Okay, I’ll admit it. My attention getter is a bit on the tawdry and dramatic side, but according to the 2013 Perspective of Irreplaceable Teachers: What America’s Best Teachers Think about Teaching, America’s top teachers have a love-hate relationship with their profession: loving the act of teaching children while loathing the teaching conditions that surround them.
Worse yet, 75% of top teachers plan on leaving their positions in the next 5 years, a most troubling exodus. Exactly what education cannot afford.
The survey, conducted by the nonprofit The New Teacher Project founded by controversial educational reformer Michelle Rea, surveyed 117 of America’s top teachers representing 36 states and all 10 of the nation’s largest school districts, collectively having won almost the nation’s major teaching awards including National Board certification, state “Teacher of the Year” honors, Milken Educator Awards, TNTP, NEA and KIPP.
The survey provides a glimpse into the minds of our country’s most successful teachers, and the view is of critical concern. The survey focussed on three areas: 1) How successful teaching should be measured 2) How teaching can be improved 3) How teachers perceive their profession.
How to measure good teaching
Top educators agree that successful teaching is multi-dimensional. It must be measured not only by student test performance, but also long-term student success, quality of student engagement, and evaluative feedback from students, peers, and administrators as opposed to a laser focus on standardized test results.
In fact, half of the teachers surveyed believe standardized tests do more harm than good. While acknowledging that measuring student learning is important, they believe standardized tests narrow our definition of what learning is, make educators focus on less rigorous thinking “because deeper thinking is harder to assess,” and take away valuable teaching time in the interest of test prep.
What contributes to successful teaching
First, what factors are least likely to foster good teaching. Teachers respond in unison: formal education programs and staff professional development. Teachers cite lack of rigor in the teacher prep programs and lack of relevance of their professional development to actual classroom experiences.
This is astounding since these are the two dominant paths for teacher development, and both are ineffective in the minds of top teachers. It suggests that the millions spent by the government, universities and other institutions have a largely negligible effect on the quality of teaching.
What would most contribute to improved teaching? Teachers crave the opportunity to master new methods and practices over a sustained period with structured feedback from their peers. In other words, time and support to incorporate best practices in their own classrooms.
How educators feel about their profession
Here’s the loving/hating part. America’s top teachers unabashedly love teaching, but in the same breath, they increasingly loathe the profession. They cite challenges including low pay, excessive bureaucracy, poor working conditions and ineffective leaders and colleagues.

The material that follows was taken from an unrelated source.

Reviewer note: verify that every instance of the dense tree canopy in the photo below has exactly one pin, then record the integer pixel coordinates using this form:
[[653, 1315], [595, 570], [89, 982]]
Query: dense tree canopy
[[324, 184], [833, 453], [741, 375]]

Teaching is great; being a teacher not so much. Their long-term plans are telling: 75% of this distinguished group of educators plan on leaving their current position within 5 years, 60% plan on leaving the teaching profession altogether within that timeframe. This compares with a 2011 figure 43%.
In a field that needs more than ever to attract and retain outstanding educators, these statistics warrant serious soul searching for our system of public education. Loving teaching, but the field, not so much: here’s a sampling of this dichotomy, in their own words:
“I love being with kids every day and hearing them say, “I get it now, miss.” I enjoy figuring out and applying strategies that will help my kids think and learn.”“Almost every moment of the week, I feel that I am either sacrificing my students’ learning or my own health and personal satisfaction. I am constantly deciding to cut corners for students in order to prioritize my own life, or to prioritize my students and put my personal life second."“With teaching, every day is different. You are constantly in motion, engaged and working toward something that is more important than yourself. Your work is critical, life-changing, and ultimately the most empowering gift you can give to your students.”“I am particularly frustrated with how much of my time is demanded for things that do not help my students in any way. Bureaucracy, a lack of policy dedicated to students, and top-down governance are destroying the profession.”
The study concludes that education today offers teachers “tremendous personal rewards but also exacts a great personal cost.” In an educational conversation which currently centers on finger pointing and reform-of-the-day, perhaps we need to take a step back and listen to the cries or our top teachers before they’re no longer around to be heard.